Own the day-to-day and strategic operation of the Company’s enterprise data platforms, including modern cloud systems and legacy data environments (i.e. Snowflake).
Ensure platform stability, performance, security, and cost management.
Lead data ingestion, transformation, and orchestration processes across modern and legacy tooling.
Establish and enforce standards for how data is built, promoted, and released for downstream use.
Partner with Finance, Marketing, Growth, Operations, and Business Intelligence (DEMI) teams to ensure data is accurate, timely, and ready for decision-making.
Define and manage production support processes, including on-call coverage, escalation, and root cause analysis.
Stabilize and document legacy SSIS and related pipelines while defining a clear modernization path with Fivetran.
Reduce manual processes, duplicated logic, and person-dependent workflows.
Embed data quality checks and validation into pipelines (dbt , airlfow).
Lead, mentor, and develop data engineering and platform team members.
Prioritize work based on business risk, operational impact, and long-term platform health.
Requirements
8+ years of experience in data engineering, analytics engineering, or data platform roles.
3+ years of experience leadership, specifically leading enterprise data or platform teams.
Bachelor’s degree in Computer Science, Information Systems, Engineering, or a related field, or equivalent practical experience.
Hands-on experience operating production data systems with defined uptime, delivery, and support expectations.
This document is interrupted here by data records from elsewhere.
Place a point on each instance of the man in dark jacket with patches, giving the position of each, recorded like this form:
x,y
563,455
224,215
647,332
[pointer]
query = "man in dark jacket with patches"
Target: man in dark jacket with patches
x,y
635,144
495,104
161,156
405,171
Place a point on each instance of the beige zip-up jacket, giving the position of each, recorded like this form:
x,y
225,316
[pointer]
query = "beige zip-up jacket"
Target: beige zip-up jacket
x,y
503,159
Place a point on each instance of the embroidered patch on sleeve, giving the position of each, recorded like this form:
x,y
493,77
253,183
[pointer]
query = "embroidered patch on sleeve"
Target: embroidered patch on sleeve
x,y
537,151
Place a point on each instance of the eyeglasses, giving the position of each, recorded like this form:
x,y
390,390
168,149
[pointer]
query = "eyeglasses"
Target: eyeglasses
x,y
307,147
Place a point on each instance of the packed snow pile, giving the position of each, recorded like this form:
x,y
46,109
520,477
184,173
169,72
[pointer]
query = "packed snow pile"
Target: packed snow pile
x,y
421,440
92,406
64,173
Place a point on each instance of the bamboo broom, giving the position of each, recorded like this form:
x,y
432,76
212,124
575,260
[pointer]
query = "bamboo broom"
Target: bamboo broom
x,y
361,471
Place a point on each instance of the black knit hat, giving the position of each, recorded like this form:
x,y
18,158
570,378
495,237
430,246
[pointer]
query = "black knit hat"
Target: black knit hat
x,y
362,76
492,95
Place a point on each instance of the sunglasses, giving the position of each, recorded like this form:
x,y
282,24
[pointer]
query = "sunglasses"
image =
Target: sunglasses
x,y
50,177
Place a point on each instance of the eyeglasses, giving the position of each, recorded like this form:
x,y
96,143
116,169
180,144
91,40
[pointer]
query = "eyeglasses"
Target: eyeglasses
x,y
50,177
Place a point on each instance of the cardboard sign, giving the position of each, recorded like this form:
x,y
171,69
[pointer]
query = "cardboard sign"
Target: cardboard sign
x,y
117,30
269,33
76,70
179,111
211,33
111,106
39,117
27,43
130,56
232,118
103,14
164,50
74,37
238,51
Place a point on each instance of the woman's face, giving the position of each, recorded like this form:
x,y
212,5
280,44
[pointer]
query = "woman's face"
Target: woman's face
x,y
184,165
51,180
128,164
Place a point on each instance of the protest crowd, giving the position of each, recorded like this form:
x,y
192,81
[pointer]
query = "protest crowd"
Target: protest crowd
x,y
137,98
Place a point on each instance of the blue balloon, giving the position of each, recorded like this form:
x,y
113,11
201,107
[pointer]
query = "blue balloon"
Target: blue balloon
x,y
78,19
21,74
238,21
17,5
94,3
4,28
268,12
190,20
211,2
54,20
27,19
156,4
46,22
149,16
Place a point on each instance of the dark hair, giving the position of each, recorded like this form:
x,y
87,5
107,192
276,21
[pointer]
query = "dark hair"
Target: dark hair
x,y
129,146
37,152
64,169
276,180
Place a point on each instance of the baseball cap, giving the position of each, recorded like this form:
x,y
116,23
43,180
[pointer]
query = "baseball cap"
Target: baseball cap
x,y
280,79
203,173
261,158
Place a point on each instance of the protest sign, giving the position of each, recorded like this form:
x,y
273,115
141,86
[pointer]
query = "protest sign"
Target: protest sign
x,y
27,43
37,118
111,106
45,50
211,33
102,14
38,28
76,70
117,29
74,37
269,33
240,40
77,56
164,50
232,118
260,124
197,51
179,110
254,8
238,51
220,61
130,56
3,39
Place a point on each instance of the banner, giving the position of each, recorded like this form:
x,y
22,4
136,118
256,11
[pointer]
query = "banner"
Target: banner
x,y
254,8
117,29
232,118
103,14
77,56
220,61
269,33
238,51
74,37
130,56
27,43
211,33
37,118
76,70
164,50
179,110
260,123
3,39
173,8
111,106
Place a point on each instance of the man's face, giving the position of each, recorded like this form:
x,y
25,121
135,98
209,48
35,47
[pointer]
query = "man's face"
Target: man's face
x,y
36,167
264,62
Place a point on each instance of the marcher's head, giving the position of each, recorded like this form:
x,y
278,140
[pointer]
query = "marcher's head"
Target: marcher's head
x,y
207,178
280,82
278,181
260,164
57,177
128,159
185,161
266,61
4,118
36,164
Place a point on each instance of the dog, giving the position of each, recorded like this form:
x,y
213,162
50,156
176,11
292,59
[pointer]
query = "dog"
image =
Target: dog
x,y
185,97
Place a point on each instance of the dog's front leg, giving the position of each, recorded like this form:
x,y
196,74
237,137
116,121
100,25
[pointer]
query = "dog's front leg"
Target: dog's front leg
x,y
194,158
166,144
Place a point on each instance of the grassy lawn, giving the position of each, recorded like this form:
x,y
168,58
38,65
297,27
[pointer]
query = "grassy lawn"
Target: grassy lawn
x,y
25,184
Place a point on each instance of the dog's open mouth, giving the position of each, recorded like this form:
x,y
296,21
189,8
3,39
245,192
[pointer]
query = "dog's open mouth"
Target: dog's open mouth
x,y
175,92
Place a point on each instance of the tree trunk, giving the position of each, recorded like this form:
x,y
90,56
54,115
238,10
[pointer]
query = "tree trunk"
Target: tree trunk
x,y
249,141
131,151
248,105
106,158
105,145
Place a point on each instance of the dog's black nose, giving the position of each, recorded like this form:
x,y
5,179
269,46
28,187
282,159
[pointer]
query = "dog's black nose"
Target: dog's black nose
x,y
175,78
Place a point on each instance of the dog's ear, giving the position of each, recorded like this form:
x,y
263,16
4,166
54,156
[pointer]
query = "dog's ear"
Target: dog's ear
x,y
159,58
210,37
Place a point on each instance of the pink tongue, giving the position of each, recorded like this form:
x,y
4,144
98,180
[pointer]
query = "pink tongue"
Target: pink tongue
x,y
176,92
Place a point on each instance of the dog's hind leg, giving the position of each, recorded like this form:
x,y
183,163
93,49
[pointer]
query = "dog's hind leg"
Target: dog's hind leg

Strong working knowledge of cloud data warehouses, analytics engineering tools (e.g., dbt or equivalent), orchestration frameworks (e.g., Airflow or equivalent), and ELT tools (e.g., Fivetran or equivalent).
Experience supporting and stabilizing legacy ETL systems such as SSIS and managing hybrid data environments.
Familiarity with Azure-based data infrastructure & snowflake, security, and cost considerations.
Proven ability to lead teams, set priorities, and build sustainable operating models.